The sleepover was in observance of National Hunger and Homelessness Awareness Week. “One Night Without A Home” was hosted by the Marshall County Community Development Corporation. Concerned citizens from our own community were camping out by the fire with quilts and sleeping bags, letting people know that homelessness does exist right here in our own community.
The United States is the richest country in the world, but each year 33 million Americans live with the daily reality of hunger.
It’s always eye-opening to go to the bigger cities in our country and see people living on the streets, begging for money. That happens right here at home, too, just not of the same magnitude.
Thursday is my favorite holiday, Thanksgiving. We should all be thankful, not just on the fourth Thursday of November, but throughout the year for all the blessings we enjoy.
First and foremost, that includes our homes and our families.

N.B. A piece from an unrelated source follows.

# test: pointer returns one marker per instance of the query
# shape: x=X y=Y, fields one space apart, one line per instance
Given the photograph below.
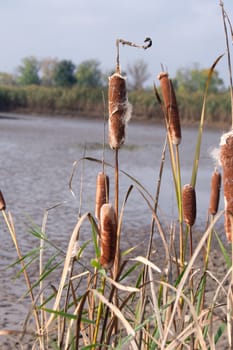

I never remember missing a meal. I can’t even remember missing a couple of snacks a day. Now I’m at the point where I actually need to skip a few meals and snacks.
I recall having too many clothes, some I would never wear or wear a few times before storing in the bottom of the drawer.
I’ve always been warm inside my home in the winter months. I’ve always had air conditioning in the summer months to keep cool.
Other people, even some right around us, don’t have those conveniences.
Growing up, I had everything I needed, many things I didn’t need and more. That holds true for my own children today, too.
Of utmost importance at Thanksgiving and each day is helping those in need. Sunday night, some members of our church packed up some boxes of food for distribution to several needy families in the county. We conclude a food drive each year at this time for a children’s home.
Churches throughout our area are doing similar good deeds.
Perhaps there’s someone you and I can help individually, too.
We get busy in our own world, including things that really aren’t high priority, and we tend to forget our fellow man. A big part of our mission on earth is helping others.
This lesson is for me, too. I need it, probably more than most.
We also often take our own immediate family members for granted. Tell them those magic words - “I love you and I appreciate you” – and tell them daily.
The day after Thanksgiving this year, November 25, is my 16th wedding anniversary. That always brings extra meaning and memories to this special holiday.
It’s hard to believe it’s been 16 years. It seems like yesterday.
I’ll never forget that wedding day back in 1989, when I was the most nervous I’ve ever been in my life. I was more nervous than the time I was on the free throw line in the final seconds trying to win a high school basketball game.
Finally saying “I do” while tightly holding Pam’s hand was both a huge relief but more importantly, a great blessing.
Count your blessings this week and every week. Write them down if you need to. List them. That will perhaps help you realize just how blessed you are.
Happy Thanksgiving, from the Burleson family to your family!